午前中はトラック2セッション1&2で司会進行ボランティアを担当しました。午後はフリーで、仕事に関係ありそうなセッションを聴講しました。

◆トラック2セッション1
クラウド翻訳がテーマでしたが、講演者の会社の事業紹介と、同社がOEM提供するクラウド翻訳の説明が主でした。この場合のクラウド翻訳とは、顧客からの照会(翻訳対象のアップロード)~見積~受注~翻訳者のアサイン~納品~評価までがすべてWebサイト上で完了するビジネスモデルを言っています。私はこのタイプの翻訳業務には一切かかわったことがないので推測ですが、同社のクラウド翻訳の特色として、顧客が翻訳者を選ぶときに一覧表示される「順位」に独自性があるように思いました。指定された言語と分野での実績や、顧客からの評価、翻訳の品質について指摘があった後の対応などによって(表には見えない)パラメーターがあり、それによって翻訳者の「順位」が決まるようでした。翻訳者の実績に関しては、最初は安いレートの受注で実績を作り、だんだん高レートのクラスに移行する仕組みのようです。

講演の中でも言及がありましたが、駆け出しの翻訳者以外でも、プロジェクトとプロジェクトの合間にほどよく単発の仕事を請けられるという期待を持って登録する人はいるのかもしれません。私自身は、んー、まず登録はしないと思います。理由としては、こうしたクラウド翻訳を利用する顧客が翻訳のプロセスを理解し正しく品質を評価できると思えないからであり、おそらくこちらのストレスが溜まるからです。

◆トラック2セッション2
これは翻訳・通訳に関するISO規格の最新動向の報告。JTFのISO規格検討会の3名が登壇されました。国際的な規格がまもなく発行される見込みである一方で、日本国内での規格化や認証機関の設置については何も決まっていないようです。

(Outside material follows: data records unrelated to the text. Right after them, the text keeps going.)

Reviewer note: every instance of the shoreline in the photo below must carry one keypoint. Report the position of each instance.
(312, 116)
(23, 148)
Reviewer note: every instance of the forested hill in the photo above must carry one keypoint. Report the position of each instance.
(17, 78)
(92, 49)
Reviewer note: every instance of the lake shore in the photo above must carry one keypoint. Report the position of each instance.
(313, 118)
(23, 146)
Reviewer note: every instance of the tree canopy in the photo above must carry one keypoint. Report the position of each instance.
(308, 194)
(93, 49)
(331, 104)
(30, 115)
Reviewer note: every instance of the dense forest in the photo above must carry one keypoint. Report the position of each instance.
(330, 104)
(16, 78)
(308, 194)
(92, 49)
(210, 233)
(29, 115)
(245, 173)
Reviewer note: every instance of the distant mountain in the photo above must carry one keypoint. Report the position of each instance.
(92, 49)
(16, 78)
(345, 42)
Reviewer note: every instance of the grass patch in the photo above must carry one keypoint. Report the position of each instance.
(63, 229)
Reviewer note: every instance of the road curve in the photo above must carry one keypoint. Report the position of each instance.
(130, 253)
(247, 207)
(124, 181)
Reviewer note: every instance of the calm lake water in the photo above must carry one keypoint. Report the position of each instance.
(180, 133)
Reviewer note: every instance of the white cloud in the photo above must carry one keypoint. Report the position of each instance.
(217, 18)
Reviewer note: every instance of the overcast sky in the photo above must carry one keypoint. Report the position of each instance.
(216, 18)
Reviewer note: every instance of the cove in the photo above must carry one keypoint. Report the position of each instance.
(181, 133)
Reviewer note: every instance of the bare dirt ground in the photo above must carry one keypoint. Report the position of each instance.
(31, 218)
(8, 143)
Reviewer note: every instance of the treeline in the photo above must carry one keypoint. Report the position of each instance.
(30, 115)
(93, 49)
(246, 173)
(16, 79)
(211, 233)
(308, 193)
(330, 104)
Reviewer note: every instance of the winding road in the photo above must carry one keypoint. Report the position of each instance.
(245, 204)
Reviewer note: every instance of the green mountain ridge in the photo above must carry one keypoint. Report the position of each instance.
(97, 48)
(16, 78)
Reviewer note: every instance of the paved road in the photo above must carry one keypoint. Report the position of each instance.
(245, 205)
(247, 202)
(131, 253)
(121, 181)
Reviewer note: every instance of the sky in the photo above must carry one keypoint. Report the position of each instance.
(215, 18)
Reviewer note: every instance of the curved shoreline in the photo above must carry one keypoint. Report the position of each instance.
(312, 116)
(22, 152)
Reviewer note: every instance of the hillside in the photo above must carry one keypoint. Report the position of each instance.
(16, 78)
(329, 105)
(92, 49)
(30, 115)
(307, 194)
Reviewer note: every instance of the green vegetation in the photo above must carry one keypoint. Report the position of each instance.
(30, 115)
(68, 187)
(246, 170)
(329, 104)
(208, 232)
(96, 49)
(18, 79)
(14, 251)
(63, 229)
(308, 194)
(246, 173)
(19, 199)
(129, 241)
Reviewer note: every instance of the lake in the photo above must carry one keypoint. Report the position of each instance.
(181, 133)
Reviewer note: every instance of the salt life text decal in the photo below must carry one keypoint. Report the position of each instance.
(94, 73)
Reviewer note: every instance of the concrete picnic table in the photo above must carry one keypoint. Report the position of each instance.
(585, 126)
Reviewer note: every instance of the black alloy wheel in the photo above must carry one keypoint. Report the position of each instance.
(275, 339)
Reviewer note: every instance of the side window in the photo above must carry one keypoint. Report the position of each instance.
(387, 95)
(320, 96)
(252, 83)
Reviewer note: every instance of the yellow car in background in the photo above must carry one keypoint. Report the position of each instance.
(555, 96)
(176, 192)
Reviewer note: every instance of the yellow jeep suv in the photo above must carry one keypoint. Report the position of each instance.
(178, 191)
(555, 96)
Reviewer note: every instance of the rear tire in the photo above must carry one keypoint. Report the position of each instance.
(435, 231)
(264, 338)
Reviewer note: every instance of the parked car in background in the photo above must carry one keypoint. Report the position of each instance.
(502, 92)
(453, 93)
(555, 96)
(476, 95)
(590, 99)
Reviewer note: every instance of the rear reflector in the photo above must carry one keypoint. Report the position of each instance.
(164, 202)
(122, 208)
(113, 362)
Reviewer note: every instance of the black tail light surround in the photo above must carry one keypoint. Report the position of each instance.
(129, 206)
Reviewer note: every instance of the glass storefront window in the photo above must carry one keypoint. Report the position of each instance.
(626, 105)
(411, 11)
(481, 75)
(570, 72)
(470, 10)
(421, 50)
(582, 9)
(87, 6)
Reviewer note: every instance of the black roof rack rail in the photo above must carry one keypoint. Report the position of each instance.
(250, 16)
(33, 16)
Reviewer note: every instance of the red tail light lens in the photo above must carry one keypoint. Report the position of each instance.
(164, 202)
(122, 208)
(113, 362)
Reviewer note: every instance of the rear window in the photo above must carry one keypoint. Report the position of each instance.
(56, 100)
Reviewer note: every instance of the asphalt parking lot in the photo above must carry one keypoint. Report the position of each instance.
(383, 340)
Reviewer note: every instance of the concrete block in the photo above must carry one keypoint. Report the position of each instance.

個人翻訳者にどのような影響があるのか興味を持って拝聴しましたが、翻訳者も規格に定められるTranslation Service Providerであることは間違いないものの、認証を取得する必要まではなさそうです。直接的な影響を受けるのは、国際入札の機会がある翻訳会社だと思われます。ただし、そうした翻訳会社がISO規格に遵守してプロジェクトを進める場合、プロジェクトに参加する翻訳者も規格の要件を満たす必要が出てきます。

◆トラック1セッション3
翻訳チェックのガイドラインに関する検討セッション。翻訳をチェックしてフィードバックする際に、「恣意的」な修正(実質的には翻訳のエラーではないもの、好みの問題だったり、翻訳者が知り得ない内部情報に基づく修正など)はなるべく減らし、本当に問題になる翻訳エラーを伝え、将来の改善につなげるためにどうすればいいか、翻訳者、翻訳会社、ソースクライアントそれぞれの立場からの提案がありました。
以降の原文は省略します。